Confucius on education ‘reform’

From Xueji 《學記》 in the Book of Rites:

According to the system of teaching now-a-days, the masters hum over the tablets which they see before them, multiplying their questions. They speak of the learners' making rapid advances, and pay no regard to their reposing in what they have acquired. In what they lay on their learners they are not sincere, nor do they put forth all their ability in teaching them. What they inculcate is contrary to what is right, and the learners are disappointed in what they seek for. In such a case, the latter are distressed by their studies and hate their masters; they are embittered by the difficulties, and do not find any advantage from their labour. They may seem to finish their work, but they quickly give up its lessons. That no results are seen from their instructions -- is it not owing to these defects?
It strikes me as fairly clear from this passage that Confucius would not look kindly, either on modern China’s primary and secondary education system and priorities, or on our own.
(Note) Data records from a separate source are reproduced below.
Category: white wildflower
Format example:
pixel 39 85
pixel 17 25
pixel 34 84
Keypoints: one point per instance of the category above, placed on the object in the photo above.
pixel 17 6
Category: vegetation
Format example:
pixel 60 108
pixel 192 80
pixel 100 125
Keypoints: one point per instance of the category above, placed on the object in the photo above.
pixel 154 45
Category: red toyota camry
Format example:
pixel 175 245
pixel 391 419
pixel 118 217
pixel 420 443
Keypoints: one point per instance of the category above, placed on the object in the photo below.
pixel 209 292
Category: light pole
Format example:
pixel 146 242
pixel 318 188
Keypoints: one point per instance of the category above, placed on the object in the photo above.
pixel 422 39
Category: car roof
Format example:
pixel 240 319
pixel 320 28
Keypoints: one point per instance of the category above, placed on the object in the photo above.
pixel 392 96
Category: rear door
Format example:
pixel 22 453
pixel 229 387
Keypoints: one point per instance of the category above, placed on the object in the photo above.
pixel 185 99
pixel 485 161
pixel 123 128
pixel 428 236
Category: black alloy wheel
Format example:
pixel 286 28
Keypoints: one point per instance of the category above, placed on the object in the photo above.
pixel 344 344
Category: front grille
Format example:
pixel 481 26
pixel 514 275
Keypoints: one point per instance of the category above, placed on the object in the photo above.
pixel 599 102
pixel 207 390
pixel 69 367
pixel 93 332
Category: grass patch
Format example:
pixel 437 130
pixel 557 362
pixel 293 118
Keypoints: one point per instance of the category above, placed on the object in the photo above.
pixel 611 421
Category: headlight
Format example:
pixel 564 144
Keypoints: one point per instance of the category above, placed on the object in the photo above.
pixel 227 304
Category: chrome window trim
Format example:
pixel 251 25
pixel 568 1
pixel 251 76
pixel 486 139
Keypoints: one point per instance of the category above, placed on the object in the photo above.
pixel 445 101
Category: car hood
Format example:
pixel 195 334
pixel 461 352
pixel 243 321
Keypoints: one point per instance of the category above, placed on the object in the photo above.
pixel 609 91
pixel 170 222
The heavy emphasis on quantifiably benchmarking students according to standardised test results, and that in only a narrow range of ‘practical’ subjects like STEM, is contrary to what Confucius says here about the primary aims and goals of education. Suffice it to say, the Master who inspired East Asia’s cultural dominance of the world prior to modernity, would have inclined far more heavily toward Diane Ravitch’s critical point-of-view than toward Michelle Rhee’s or Nick Kristof’s.